Given the historic nature of such a move, and the security concerns involved, the way this would unfold is uncertain – and would likely be the subject of negotiation between the district attorney’s office and Mr Trump’s team.
Once the case is booked and a judge is selected, other details will fall into place, such as the timing of the trial and possible travel restrictions and bail requirements for the defendant.
A conviction on a misdemeanour would result in a fine. If Mr Trump were convicted on the felony charge, he would face a maximum sentence of four years in prison, although some legal experts predict a fine is more probable, and that any time behind bars is highly unlikely.
Will there be protests?
After suggesting in a social media post that he would be indicted on Tuesday, Mr Trump made repeated calls for mass protests from his supporters: “WE JUST CAN’T ALLOW THIS ANYMORE. THEY’RE KILLING OUR NATION AS WE SIT BACK & WATCH.”
His language echoes the angry rhetoric he employed prior to the attack on the US Capitol in 2021 and has raised concerns about the potential for violence.
Mr Bragg is in close contact with New York police and courthouse security, according to a letter to his department that was leaked to the press on Sunday.

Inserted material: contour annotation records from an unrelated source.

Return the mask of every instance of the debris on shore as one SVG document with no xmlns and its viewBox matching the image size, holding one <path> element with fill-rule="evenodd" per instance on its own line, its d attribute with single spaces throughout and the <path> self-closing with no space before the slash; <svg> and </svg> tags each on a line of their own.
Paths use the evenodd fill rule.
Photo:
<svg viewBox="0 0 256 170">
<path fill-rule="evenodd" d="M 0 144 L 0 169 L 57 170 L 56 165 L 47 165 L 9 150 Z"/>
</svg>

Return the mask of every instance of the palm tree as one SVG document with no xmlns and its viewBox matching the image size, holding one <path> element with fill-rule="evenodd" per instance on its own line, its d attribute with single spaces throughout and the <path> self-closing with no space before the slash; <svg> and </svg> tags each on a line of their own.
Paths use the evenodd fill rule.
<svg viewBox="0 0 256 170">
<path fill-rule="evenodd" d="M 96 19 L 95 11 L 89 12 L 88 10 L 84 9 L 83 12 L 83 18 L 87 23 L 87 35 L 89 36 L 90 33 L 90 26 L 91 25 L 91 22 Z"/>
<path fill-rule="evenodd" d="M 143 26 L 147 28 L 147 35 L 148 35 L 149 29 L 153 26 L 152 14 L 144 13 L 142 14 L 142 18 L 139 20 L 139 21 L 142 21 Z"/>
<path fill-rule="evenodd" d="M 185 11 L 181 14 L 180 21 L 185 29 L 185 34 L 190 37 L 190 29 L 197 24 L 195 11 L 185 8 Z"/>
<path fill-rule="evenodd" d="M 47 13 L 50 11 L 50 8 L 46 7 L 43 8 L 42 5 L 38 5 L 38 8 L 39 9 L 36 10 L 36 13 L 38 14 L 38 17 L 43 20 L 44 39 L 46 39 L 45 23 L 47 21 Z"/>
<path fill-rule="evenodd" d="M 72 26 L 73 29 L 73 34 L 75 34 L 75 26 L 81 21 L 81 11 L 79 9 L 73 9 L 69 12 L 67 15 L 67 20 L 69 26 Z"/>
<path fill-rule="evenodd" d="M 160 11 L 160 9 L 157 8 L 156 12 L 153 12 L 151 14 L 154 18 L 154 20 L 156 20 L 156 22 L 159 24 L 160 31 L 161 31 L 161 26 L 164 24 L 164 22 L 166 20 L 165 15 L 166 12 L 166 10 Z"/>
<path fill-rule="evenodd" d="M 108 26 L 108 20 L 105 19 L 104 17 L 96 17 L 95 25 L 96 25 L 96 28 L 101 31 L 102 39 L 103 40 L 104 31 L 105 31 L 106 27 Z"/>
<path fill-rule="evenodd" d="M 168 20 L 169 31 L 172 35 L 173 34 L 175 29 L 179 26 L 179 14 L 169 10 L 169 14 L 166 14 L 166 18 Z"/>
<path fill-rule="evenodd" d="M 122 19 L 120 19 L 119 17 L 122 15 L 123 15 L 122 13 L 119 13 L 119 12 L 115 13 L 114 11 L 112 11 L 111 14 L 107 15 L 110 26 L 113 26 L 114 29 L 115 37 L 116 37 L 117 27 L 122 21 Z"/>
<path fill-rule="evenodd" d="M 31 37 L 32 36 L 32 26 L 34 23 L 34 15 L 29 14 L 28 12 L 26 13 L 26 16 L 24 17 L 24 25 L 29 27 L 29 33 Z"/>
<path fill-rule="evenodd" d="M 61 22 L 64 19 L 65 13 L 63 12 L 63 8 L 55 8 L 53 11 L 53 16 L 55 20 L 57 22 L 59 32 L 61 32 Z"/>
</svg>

“We do not tolerate attempts to intimidate our office or threaten the rule of law in New York,” he wrote.
“Our law enforcement partners will ensure that any specific or credible threats against the office will be fully investigated and that the proper safeguards are in place.”
However at the moment, there has been little evidence so far of the kind of organised mass protests that led to the 6 January attack.
Can he still run for president?
An indictment or even a criminal conviction would not prevent Mr Trump from continuing his presidential campaign if he so chooses – and he has given every indication that he will keep pushing ahead regardless of what happens.
In fact, there is nothing in US law that prevents a candidate who is found guilty of a crime from campaigning for, and serving as, president – even from prison.
Mr Trump’s arrest would certainly complicate his presidential campaign, however.
While it might cause some Republican voters to rally around their embattled champion, it could be a significant distraction for a candidate on the campaign trail, trying to stump for votes and participate in debates.
It would also deepen and enflame already sharp divides within the American political system.
Conservatives believe the former president is being held to a different standard of justice, while liberals view this as an issue of holding law-breakers – even those in the highest positions of power – accountable.